- From: <bugzilla@wiggum.w3.org>
- Date: Wed, 01 Feb 2006 16:14:53 +0000
- To: public-qt-comments@w3.org
- Cc:
http://www.w3.org/Bugs/Public/show_bug.cgi?id=2790
Summary: Instance of with union type results in surprising
results
Product: XPath / XQuery / XSLT
Version: Candidate Recommendation
Platform: PC
OS/Version: Windows XP
Status: NEW
Severity: normal
Priority: P2
Component: Data Model
AssignedTo: Norman.Walsh@Sun.COM
ReportedBy: mrys@microsoft.com
QAContact: public-qt-comments@w3.org
Let's assume that we have
Schema:
declare element E of type U
define type U restricts xs:anySimpleType { T1 | T2 }
define type T1 restricts xs:int
define type T2 restricts xs:string
Instances that are validated according to the schema
<E>42</E>
<E xsi:type="T2">42</E>
The question is what the result of the following queries are:
Q1: for $e in /E
return $e instance of element(E, U)
Q2: for $e in /E
return $e instance of element(E, T1)
Q3: for $e in /E
return $e instance of element(E, T2)
Q4: for $e in /E
return data($e) instance of T1
Q5: for $e in /E
return data($e) instance of T2
Q6: for $e in /E
return data($e) instance of U
Let's look at the validation and data model generation where I still think we
have a need for further clarification.
XSD and PSVI generation: This is not fully clear yet. We all agree that the
types T1 and T2 are not subtypes in the XQuery type system but that they are
member types of the union type U.
This is what I found in the XML Schema document about this type of validation
(and to be honest, I can not clearly understand how this applies to the given
example):
Schema Information Set Contribution: Element Validated by Type
If an element information item is ·valid· with respect to a ·type definition·
as per Element Locally Valid (Type) (§3.3.4), in the ·post-schema-validation
infoset· the item has a property:
PSVI Contributions for element information items
[schema normalized value]
The appropriate case among the following:
1. If clause 3.2 of Element Locally Valid (Element) (§3.3.4) and
Element Default Value (§3.3.5) above have not applied and either
the ·type definition· is a simple type definition or its {content
type} is a simple type definition, then the ·normalized value· of
the item as ·validated·.
2. otherwise ·absent·.
Furthermore, the item has one of the following alternative sets of properties:
Either
PSVI Contributions for element information items
[type definition]
An ·item isomorphic· to the ·type definition· component itself.
[member type definition]
If and only if that type definition is a simple type definition with {variety}
union, or a complex type definition whose {content type} is a simple type
definition with {variety} union, then an ·item isomorphic· to that member of
the union's {member type definitions} which actually ·validated· the element
item's ·normalized value·.
Some of my schema experts think that this means that if xsi:type is given,
only the type given in xsi:type is being preserved for the element's type,
since validation will pick the type given in xsi:type directly and not look at
the union type at all. Let's call that interpretation A.

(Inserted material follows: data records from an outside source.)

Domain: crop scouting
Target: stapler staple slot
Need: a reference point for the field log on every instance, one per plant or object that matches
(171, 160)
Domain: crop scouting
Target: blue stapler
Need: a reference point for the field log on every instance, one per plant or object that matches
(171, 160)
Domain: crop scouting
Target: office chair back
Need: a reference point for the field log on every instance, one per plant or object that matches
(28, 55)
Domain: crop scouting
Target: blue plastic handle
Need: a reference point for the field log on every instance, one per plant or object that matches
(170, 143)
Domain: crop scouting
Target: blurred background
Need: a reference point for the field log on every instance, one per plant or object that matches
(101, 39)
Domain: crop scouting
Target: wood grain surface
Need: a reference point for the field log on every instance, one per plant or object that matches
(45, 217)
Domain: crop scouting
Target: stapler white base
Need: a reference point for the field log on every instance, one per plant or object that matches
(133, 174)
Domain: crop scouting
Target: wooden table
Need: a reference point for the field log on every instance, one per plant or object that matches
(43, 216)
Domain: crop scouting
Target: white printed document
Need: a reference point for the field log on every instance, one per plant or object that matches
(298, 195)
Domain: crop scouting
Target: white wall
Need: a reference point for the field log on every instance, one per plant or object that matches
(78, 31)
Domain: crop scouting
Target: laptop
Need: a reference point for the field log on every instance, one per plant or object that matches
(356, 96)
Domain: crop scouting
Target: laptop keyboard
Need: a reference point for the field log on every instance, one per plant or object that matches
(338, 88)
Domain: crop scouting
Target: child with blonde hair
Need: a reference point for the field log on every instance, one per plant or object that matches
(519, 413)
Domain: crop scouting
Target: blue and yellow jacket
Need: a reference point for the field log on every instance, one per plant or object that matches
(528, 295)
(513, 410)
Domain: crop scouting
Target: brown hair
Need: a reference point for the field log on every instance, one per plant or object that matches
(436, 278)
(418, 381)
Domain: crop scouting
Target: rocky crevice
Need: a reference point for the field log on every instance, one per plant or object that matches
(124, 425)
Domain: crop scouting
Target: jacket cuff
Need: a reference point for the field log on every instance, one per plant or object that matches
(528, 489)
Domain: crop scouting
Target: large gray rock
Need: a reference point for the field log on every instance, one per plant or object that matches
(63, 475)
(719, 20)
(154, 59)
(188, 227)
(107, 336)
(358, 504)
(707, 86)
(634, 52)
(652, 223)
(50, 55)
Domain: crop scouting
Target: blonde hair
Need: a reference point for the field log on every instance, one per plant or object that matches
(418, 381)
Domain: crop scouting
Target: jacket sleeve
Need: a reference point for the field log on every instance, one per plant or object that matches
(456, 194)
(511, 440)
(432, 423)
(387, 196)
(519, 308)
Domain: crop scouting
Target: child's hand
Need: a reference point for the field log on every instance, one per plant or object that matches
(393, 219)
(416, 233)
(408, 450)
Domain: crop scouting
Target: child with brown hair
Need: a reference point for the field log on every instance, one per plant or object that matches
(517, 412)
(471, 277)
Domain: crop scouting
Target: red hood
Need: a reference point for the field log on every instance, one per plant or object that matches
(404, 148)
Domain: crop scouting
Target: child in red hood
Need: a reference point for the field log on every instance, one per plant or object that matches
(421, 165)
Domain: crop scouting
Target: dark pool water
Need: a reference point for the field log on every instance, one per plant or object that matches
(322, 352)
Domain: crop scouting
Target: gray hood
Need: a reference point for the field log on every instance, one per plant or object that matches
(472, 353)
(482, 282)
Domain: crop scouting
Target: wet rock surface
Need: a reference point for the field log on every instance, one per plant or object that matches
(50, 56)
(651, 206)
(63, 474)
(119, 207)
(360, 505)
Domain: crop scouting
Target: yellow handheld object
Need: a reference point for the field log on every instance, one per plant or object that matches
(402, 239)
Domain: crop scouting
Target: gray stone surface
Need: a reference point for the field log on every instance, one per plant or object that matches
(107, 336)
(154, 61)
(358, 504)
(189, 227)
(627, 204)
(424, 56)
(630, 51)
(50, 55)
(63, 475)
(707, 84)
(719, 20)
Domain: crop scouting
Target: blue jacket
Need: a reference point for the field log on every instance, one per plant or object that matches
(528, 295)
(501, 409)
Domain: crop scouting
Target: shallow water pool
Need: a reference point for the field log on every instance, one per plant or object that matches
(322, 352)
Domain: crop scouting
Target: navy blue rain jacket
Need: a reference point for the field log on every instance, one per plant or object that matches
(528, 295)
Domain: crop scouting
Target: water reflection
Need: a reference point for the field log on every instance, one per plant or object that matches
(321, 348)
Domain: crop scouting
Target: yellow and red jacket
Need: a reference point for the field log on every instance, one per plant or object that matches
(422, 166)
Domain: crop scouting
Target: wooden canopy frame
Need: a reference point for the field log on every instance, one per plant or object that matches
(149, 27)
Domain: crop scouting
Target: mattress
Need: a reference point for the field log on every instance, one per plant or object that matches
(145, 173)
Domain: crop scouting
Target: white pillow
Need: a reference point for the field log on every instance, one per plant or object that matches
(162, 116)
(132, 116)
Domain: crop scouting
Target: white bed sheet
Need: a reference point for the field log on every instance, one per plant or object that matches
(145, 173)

On the other hand, this seems like it is loosing type information and is in
contradiction to what we expect from the data model document which says:
3.3.1.1 Element and Attribute Node Type Names
The precise definition of the schema type of an element or attribute
information item depends on the properties of the PSVI. In the PSVI, [Schema
Part 1] only guarantees the existence of either the [type definition]
property, or the [type definition namespace], [type definition name] and [type
definition anonymous] properties. If the type definition refers to a union
type, there are further properties defined, that refer to the type definition
which actually validated the item's normalized value. These properties are not
used to determine the schema type of the node but they may be used to
determine the typed value of the node, as described in 3.3.1.2 Typed Value
Determination.
This explanation seems to be clear, but according to interpretation A of the
schema document, you would not have the node's type if an xsi:type value has
been present. But let's assume that interpretation A is wrong and that we can
map the PSVI into the following data model instance (let's call this
interpretation B):
element E of type U{42 of type T1}
element E of type U{"42" of type T2}
Note that according to interpretation A we would get:
element E of type U{42 of type T1}
element E of type T2{"42" of type T2}
Now let's look what the answers should be for Q1 to Q6 given interpretations A
and B:
Q1 - A: true false
Q1 - B: true true
Q2 - A: false false
Q2 - B: false false
Q3 - A: false true
Q3 - B: false false
Q4 - A: true false
Q4 - B: true false
Q5 - A: false true
Q5 - B: false true
Q6: Parse error since U is not an atomic type.
Obviously, from a type consistency point of view, in my personal opinion,
interpretation B is the only one that makes sense. However, interpretation A
seems to be what the schema processor implies according to our reading.
The question is, is interpretation A correct (and therefore schema's semantics
inconsistent) or interpretation B (and therefore the schema spec needs to be
fixed or clarified)?
According to (member-only) http://lists.w3.org/Archives/Member/w3c-xml-query-
wg/2005Dec/0025.html, we need to fix the PSVI to Data model mapping with:
<cite>
So data model construction could/should be fixed to always use the
declared type for the node's type. The only time this will be
different from the [type definition] is when xsi:type has been used.
</cite>
Received on Wednesday, 1 February 2006 16:14:58 UTC